1 Beim Herrschaftsverhältnis von Kapital und Arbeit handelt es sich primär um ein soziales Verhältnis, in dem die ökonomischen Fragen von Produktion und Reproduktion gesellschaftlichen Lebens zentral ver­handelt werden, sich aber nicht darauf reduzieren lässt. Ellen M. Wood (2010) weist in ihrer instruktiven Studie „Demokratie vs. Kapitalismus“ nachdrücklich darauf hin.

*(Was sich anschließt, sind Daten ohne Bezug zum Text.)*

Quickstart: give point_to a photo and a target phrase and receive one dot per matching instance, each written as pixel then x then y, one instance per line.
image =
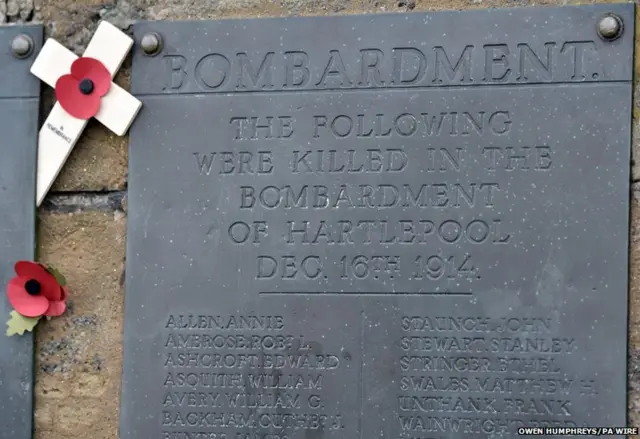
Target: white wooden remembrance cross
pixel 61 131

2 Emile Durkheim diskutiert in seiner soziologischen Studie „Über die soziale Arbeitsteilung“ (2019[1893]) erstmalig systematisch den Begriff der Solidarität und unterscheidet zwischen mechanischer, ‚naturwüch­siger‘ und organischer Solidarität. Letztere gewinnt „fortschreitendes Übergewicht“ (Durkheim 2019[1893]) im Zuge der vollen Herausbildung moderner Gesellschaften. Die Studie wird hier nicht verhandelt, weil in ihr Solidarität im heutigen Sinne von sozialer Integration bestimmt wird (Scherr 2019, S. 11).
3 Carina Book, Nikolai Huke, Sebastian Klauke und Olaf Tietje machen darauf aufmerksam, dass „alltäg­liche Grenzziehungen […] einen elementaren Grundbestandteil der gesellschaftlichen Gegenwartsordnung aus[machen]. Imperiale Lebensweisen, exklusive Solidaritäten, Externalisierungsstrategien sowie ihre (alltäg­lichen) Rechtfertigungspraktiken erweisen sich als zentrale Problemfelder für die Frage emanzipatorischer Politik“ (Book et al. 2019, S. 9).

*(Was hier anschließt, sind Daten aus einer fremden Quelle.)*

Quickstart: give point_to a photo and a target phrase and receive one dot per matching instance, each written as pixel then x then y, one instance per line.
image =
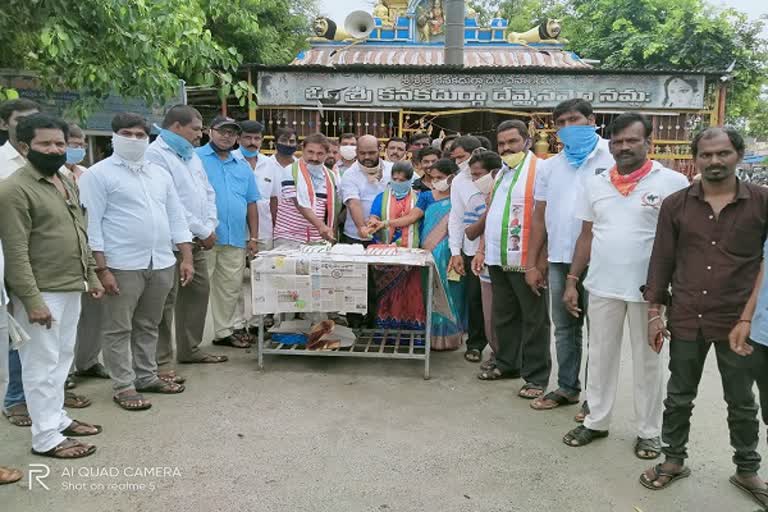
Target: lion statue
pixel 325 29
pixel 548 32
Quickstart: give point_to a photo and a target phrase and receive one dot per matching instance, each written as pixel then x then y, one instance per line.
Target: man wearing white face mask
pixel 461 191
pixel 360 185
pixel 135 219
pixel 347 152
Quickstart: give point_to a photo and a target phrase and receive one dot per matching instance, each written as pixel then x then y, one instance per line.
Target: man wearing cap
pixel 237 234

4 Bundespräsident Frank-Walter Steinmeier verlieh im März 2021 einen Orden „Gelebte Solidarität“ an Menschen, „die wirklich Großes geleistet haben“ (Steinmeier 2021). Auch Olaf Scholz, Parteikollege und ebenso wie Steinmeier einer der Architekten der Agenda 2010, sieht in seiner Rede auf dem Kongress der Steuerberater einen engen Zusammenhang von „Leistungsfähigkeit und Solidarität“ (Scholz 2020) – ohnehin ein beliebter neoliberaler Konnex – als Bedingung des Bestehens ‚Deutschlands‘ auf dem Welt­markt. Selbst der neoliberal-totalitäre Thinktank Initiative Neue Soziale Marktwirtschaft (INSM) legt Wert auf Solidarität: Auf dessen Ökonomieblog schreibt der Autor Gerd Maas, Solidarität bedeute „Vertrauen auf reziproken Altruismus“ und sei eine „Bürgerpflicht“ (Maas 2021). Diese habe sich in der Wirtschafts­ordnung Deutschlands, der sog. ‚Sozialen Marktwirtschaft‘, rechtlich institutionalisiert und daher sei die „Solidargemeinschaft als Schicksalsgemeinschaft“ [sic!] zu verstehen (Maas 2021).